Don’t complain if you’re not willing to solve problems

To the editor:

Pundits, especially those who favor Republicans, such as John Hood of the John Locke Foundation, claim to be adept at solving problems. They sit on the sidelines, point fingers, and pontificate, and glibly offer “advice” on how to remedy this or fix that.

If they indeed have the answers, I invite these political sages to run for office, get elected, and then implement their solutions. Otherwise, all they contribute is blah, blah, blah!

Bill Lusto

Waynesville

 

Critic missed the point

To the editor:

The recent letter criticizing Dr. Nolte’s column on different tax rates missed the point.  The point was not the overall tax rates, but that the different rates on the types of taxes seemed to support poor public policies and negative economic incentives.

The same argument could be raised on spending.  The so-called “conservatives” seem comfortable with corporate welfare for big corporations.  Companies such as Walmart get billions in tax subsidies, but little if anything is offered to growing businesses and entrepreneurs who actually create jobs.

The anti-tax and anti-government folks seem to be the first ones to complain when there are potholes in their streets.  If they get taxes and government as small as they seem to want, then they will have to fix the potholes themselves.

Carole Larivee

White Oak

 

Comments (2)
Posted by: Scott Lilly | Aug 12, 2014 23:48

Mr. Lusto, your advice is good advice.  Those that want to complain ought to put up or shut up.  If someone has an idea, run for office and let's all vote on it.  (Though I'm not sure why there would be any reason to single out pundits that favor Republicans.)

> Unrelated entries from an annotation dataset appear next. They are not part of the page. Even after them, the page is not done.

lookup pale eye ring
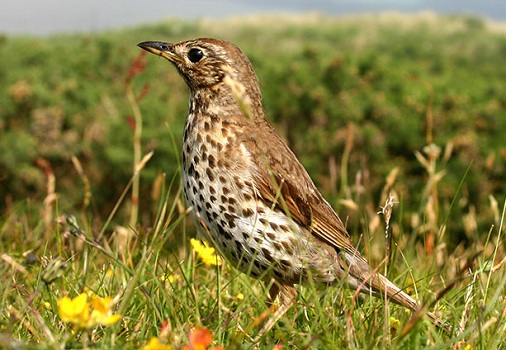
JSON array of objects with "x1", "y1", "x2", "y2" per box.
[{"x1": 188, "y1": 48, "x2": 204, "y2": 63}]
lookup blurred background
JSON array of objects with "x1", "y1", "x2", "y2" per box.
[
  {"x1": 0, "y1": 0, "x2": 506, "y2": 35},
  {"x1": 0, "y1": 0, "x2": 506, "y2": 250}
]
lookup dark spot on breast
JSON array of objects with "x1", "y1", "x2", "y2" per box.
[
  {"x1": 281, "y1": 241, "x2": 293, "y2": 255},
  {"x1": 242, "y1": 208, "x2": 255, "y2": 217},
  {"x1": 206, "y1": 168, "x2": 214, "y2": 181},
  {"x1": 207, "y1": 154, "x2": 216, "y2": 168},
  {"x1": 279, "y1": 259, "x2": 292, "y2": 268},
  {"x1": 262, "y1": 248, "x2": 274, "y2": 263},
  {"x1": 218, "y1": 225, "x2": 233, "y2": 240},
  {"x1": 188, "y1": 163, "x2": 195, "y2": 176},
  {"x1": 279, "y1": 225, "x2": 290, "y2": 232}
]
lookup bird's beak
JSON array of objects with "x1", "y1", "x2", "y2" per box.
[{"x1": 137, "y1": 41, "x2": 181, "y2": 62}]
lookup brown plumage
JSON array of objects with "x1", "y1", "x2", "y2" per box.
[{"x1": 139, "y1": 39, "x2": 449, "y2": 339}]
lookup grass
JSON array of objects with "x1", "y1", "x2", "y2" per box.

Posted by: Scott Lilly | Aug 13, 2014 00:02

Ms. Larivee,

 

I am a conservative.  I am not comfortable with corporate welfare for any corporation.  Many conservatives I know feel the same.  I also think we would be well-served if the FTC were to start implementing a strategy to not allow super-companies like the largest conglomerates out there.  The Mom-and-Pop store finds it terribly difficult to compete with huge companies.  How many independent filling stations do you see and isn't there really only a few companies that can provide them with fuel?  What kind of competition is that?

 

And although I start with the position of lower taxes and smaller government, Mr. Hannah with Waynesville Streets and Sanitation will attest, I was perhaps a little too eager to volunteer to repair a small local bridge myself.  I suggest he might have the same objection if I were to attempt to fix a pothole myself -- although I'll gladly offer to do it on my block.